Visit Our Multi-disciplinary Resources
Helen Louise Allen Textile Collection
The Helen Louise Allen Textile Collection is one of the nation’s largest university-held textile collections with over 13,000 textile artifacts spanning 16 centuries and 108 countries.
Lynn Mecklenburg Textile Gallery
The Lynn Mecklenburg Textile Gallery provides a space dedicated to rotating exhibitions of the School of Human Ecology's Helen Louise Allen Textile Collection.
Ruth Davis Design Gallery
The Ruth Davis Design Gallery is an exhibition space focused on the processes and results of design. Exhibitions include national, international makers, and students from the School of Human Ecology’s Design Studies program.
Dorothy O'Brien Innovation Lab
The Innovation Lab at UW–Madison School of Human Ecology, is a flexible, multipurpose learning space for students to practice design thinking strategies, including collaboration, prototyping, and group ideation.
Pioneers in Material Culture
More than a century ago, when most women never left their home towns, UW-Madison Professor Helen Louise Allen traveled the world, collecting its stories, textiles and technologies. A pioneer in her field, Professor Allen was an early adopter of historical and anthropological perspectives in the study of the textile arts, the foundation for material culture at UW-Madison.
In 1997 and through the generous support of Stanley and Polly Stone/The Chipstone Foundation, Dr.
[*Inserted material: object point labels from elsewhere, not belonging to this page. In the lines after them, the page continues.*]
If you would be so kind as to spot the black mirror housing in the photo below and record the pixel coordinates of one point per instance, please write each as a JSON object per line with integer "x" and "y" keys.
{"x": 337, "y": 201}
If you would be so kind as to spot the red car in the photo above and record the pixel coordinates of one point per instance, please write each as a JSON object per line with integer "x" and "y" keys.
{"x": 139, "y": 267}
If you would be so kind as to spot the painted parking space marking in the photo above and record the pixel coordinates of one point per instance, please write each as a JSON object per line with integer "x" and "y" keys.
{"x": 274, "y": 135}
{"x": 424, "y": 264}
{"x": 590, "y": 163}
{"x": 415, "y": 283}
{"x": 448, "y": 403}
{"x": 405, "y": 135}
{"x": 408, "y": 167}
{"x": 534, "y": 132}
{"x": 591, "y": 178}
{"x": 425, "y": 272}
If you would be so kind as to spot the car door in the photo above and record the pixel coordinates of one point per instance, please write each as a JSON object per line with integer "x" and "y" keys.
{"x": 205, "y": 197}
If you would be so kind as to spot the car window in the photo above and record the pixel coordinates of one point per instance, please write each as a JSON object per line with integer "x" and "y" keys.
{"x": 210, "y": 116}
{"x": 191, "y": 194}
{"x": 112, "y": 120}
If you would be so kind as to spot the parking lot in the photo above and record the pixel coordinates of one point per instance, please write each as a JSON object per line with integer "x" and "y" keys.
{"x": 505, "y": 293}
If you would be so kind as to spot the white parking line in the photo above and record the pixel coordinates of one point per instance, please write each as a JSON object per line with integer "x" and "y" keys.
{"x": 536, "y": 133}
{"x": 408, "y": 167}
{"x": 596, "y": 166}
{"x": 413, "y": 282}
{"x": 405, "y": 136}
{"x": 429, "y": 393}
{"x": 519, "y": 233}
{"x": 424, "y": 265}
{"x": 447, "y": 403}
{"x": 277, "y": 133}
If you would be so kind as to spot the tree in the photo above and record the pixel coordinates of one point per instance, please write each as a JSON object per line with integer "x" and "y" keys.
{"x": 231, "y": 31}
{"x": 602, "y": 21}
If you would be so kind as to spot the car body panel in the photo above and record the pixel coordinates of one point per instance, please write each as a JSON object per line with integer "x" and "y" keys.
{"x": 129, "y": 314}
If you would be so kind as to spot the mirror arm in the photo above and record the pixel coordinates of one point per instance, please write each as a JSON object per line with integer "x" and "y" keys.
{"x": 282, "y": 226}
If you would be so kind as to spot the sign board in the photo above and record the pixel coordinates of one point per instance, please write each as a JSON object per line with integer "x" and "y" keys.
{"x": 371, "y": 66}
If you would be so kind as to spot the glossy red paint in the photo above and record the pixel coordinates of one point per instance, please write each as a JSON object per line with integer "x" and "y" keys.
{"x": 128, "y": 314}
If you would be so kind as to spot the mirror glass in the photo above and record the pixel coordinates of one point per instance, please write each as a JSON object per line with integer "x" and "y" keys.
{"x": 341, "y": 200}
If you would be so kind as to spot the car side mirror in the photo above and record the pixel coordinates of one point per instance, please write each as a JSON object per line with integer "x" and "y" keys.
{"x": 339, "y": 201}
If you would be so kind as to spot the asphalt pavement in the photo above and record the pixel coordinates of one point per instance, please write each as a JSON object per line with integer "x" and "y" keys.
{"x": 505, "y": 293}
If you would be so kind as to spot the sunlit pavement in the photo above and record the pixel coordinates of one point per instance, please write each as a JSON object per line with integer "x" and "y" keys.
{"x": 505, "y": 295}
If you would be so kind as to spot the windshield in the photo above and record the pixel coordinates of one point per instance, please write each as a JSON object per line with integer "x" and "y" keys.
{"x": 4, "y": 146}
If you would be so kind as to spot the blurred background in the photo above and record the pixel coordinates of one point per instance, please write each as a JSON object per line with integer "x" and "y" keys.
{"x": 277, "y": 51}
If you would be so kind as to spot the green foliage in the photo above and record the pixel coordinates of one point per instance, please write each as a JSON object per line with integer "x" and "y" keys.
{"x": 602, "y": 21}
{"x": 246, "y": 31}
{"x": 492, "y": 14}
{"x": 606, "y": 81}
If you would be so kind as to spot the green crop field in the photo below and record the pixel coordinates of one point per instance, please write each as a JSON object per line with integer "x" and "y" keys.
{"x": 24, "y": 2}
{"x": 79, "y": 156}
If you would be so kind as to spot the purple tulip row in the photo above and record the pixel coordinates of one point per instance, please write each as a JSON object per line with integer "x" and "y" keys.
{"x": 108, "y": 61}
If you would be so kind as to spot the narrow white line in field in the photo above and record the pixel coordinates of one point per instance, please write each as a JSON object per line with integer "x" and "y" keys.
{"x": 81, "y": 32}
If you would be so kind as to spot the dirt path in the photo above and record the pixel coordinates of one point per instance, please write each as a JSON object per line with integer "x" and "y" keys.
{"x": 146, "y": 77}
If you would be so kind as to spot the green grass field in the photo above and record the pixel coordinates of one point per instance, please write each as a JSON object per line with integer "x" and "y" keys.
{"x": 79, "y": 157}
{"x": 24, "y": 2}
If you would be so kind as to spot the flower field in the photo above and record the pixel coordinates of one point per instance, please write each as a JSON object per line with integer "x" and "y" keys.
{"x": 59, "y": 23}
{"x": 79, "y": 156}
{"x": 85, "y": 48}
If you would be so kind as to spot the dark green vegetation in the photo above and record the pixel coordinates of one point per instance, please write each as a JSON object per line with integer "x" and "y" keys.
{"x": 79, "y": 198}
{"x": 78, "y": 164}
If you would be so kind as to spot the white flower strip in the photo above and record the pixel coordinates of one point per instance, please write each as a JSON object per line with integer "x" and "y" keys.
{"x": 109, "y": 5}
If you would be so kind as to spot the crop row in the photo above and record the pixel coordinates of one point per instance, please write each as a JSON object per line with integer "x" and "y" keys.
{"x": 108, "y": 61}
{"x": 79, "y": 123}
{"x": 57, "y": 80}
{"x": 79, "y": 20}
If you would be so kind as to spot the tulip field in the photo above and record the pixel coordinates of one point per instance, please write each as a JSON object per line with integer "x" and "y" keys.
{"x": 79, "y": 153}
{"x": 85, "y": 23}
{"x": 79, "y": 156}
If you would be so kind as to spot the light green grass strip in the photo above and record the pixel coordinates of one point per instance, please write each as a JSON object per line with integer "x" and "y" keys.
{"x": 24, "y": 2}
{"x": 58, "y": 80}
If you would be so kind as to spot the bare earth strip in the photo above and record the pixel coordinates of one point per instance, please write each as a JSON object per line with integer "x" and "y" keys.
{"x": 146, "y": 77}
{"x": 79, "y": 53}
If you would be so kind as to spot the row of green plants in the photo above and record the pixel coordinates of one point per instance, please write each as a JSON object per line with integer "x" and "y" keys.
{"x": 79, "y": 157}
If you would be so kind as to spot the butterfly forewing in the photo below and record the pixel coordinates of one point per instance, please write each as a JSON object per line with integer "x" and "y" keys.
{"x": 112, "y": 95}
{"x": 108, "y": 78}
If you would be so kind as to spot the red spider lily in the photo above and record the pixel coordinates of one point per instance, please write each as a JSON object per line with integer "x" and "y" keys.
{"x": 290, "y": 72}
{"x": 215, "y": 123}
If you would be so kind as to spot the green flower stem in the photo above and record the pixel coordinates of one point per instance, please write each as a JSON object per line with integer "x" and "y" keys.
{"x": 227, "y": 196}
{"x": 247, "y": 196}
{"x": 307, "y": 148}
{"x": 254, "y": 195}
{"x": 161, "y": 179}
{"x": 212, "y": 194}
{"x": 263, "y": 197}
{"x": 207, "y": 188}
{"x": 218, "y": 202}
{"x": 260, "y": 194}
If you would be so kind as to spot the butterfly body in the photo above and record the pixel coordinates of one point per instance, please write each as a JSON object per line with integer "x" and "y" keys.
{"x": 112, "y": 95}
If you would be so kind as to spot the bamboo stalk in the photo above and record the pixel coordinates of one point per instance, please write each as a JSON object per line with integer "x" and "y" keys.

Ann Smart Martin was recruited to the department of Art History and named the inaugural Stanely and Polly Stone (Chipstone) Professor of American Decorative Arts and Material Culture.
Today, thanks in large part to the transformative support of The Chipstone Foundation and other donors, the Center for Design and Material Culture is home to a diverse community of scholars, undergraduate students and explorers, fueling discoveries into the next century.